Nearly half of workers won’t be ready for the next recession, which will surely hit at some stage in the ear future.
The shocking data remind us of a Warren Buffett observation made several years ago: “When you see the tide go out, it’s easy to find out who was swimming naked.”
According to 89 leaders almost half of their employees lack the skills required to survive a financial crisis. This means that it will be very difficult for them to survive the next recession.
1,080 executives and employees have taken part in a study that asked them to rate their company on five key skills for coping with financial crises. These skills are important for an organization’s financial agility.
Open dialogue: Leaders and employees need to quickly recognize any changes that could threaten the status quo. If employees are not confident enough to voice their concerns, the company will be unable to respond quickly or effectively.
The most difficult challenge in recessions is mastering change. It is common to have to deal with budget cuts, staff reductions and reorganizations. Organizations that are able to quickly change from old habits and practices to more efficient ways of doing business will be able to weather the storm better.
Productivity: People are forced to work harder for less during financial recessions. Customers often demand lower prices so staff and resources are frequently cut. In order to compensate, productivity must increase.
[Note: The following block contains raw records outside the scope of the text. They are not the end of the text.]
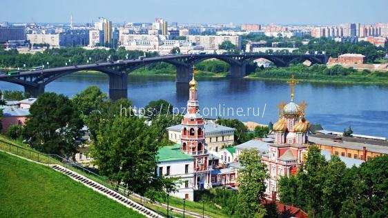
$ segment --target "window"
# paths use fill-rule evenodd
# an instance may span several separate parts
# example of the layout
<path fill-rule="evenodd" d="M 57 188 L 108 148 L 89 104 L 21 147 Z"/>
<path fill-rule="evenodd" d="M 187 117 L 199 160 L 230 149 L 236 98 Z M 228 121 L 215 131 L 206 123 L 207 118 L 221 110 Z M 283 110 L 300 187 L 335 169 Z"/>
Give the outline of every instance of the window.
<path fill-rule="evenodd" d="M 184 166 L 184 173 L 186 174 L 188 173 L 188 164 L 186 164 Z"/>
<path fill-rule="evenodd" d="M 170 175 L 170 166 L 167 166 L 167 172 L 166 172 L 166 175 L 168 176 Z"/>

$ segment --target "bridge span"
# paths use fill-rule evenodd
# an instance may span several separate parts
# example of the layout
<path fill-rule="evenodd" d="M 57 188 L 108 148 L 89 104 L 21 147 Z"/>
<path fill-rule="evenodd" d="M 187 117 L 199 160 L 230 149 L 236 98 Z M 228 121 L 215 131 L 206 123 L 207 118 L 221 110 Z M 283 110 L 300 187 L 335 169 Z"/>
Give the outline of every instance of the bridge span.
<path fill-rule="evenodd" d="M 44 92 L 45 86 L 66 75 L 82 70 L 95 70 L 108 75 L 109 97 L 115 100 L 127 97 L 128 74 L 147 64 L 165 62 L 177 69 L 175 81 L 188 83 L 191 79 L 192 67 L 202 61 L 217 59 L 230 64 L 230 77 L 242 78 L 246 75 L 246 66 L 255 59 L 263 58 L 276 66 L 287 66 L 293 61 L 309 60 L 313 63 L 326 63 L 329 54 L 183 54 L 168 55 L 142 59 L 124 60 L 119 62 L 104 62 L 78 66 L 52 68 L 35 71 L 24 71 L 17 75 L 0 75 L 0 81 L 23 86 L 25 92 L 32 97 Z"/>

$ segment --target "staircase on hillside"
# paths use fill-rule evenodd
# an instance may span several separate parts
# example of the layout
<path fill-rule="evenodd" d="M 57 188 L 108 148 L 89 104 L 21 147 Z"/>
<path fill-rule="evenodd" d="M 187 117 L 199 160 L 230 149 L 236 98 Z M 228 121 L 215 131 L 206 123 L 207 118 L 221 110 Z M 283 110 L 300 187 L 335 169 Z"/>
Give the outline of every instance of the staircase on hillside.
<path fill-rule="evenodd" d="M 145 215 L 147 217 L 163 217 L 158 215 L 157 212 L 129 199 L 128 197 L 119 194 L 117 192 L 109 189 L 102 185 L 100 185 L 99 184 L 95 182 L 82 175 L 80 175 L 79 174 L 74 171 L 66 169 L 60 165 L 52 164 L 50 165 L 50 166 L 55 170 L 67 175 L 72 179 L 92 188 L 93 190 L 101 193 L 102 195 L 104 195 L 108 197 L 111 198 L 113 200 L 125 205 L 126 207 L 130 208 L 133 210 L 135 210 Z"/>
Universal responsibility: Leaders under financial pressure may accept changes to reduce costs or increase productivity but fail to fulfill these commitments. It is a cultural norm to say, “I won’t hold you responsible if I don’t hold you accountable.” If accountability is not met, the organization will be unable to adapt to the effects of the recession.
Leadership: To meet the challenges posed by a recession, organizations must respond quickly and collectively. Leaders who can’t hold their employees together as they make changes to the company’s direction won’t be capable of making the necessary changes in the face of the recession.
It turns out that leaders don’t fear that their employees won’t have the skills necessary to manage a downturn in financial conditions. Respondents were asked about their skills and 52% of them said that their bosses didn’t have the necessary skills to manage a recession. On average, 7.3% of employees believe their bosses can plan, communicate and direct sustainable changes that will lead to success.
It was found that those leaders who had these skills in their teams were able to not only survive but also to rise from the 2008 recession. Recession-proof businesses have people, from executives to front-line workers, who are able to hold critical conversations about how to stay relevant, profitable, accountable, and accountable. Leaders and employees need to work together to become more agile, persistent, entrepreneurial, productive, and resilient before things get too complicated.
Leaders should practice and develop recession-proof scenarios as they prepare for possible recession.
Leaders must “train” their employees. Social skills training is often one of the first to be lost in a recession. These important skills, such as communication, leadership, and behavior change, are crucial when organizations and employees are under stress. Leaders who believe that recession is more likely should start training employees immediately, especially if their training budgets will be cut.
Employees may be able to rise in times of economic downturn. Employees who are proactive in learning new skills and volunteering for new tasks will be recognized and rewarded.
Even if the company has had to reduce its training budget due to recession, it may still have money available for professional development, especially if these skills are directly related to company requirements.
Remember that recessions do not last forever and new skills do.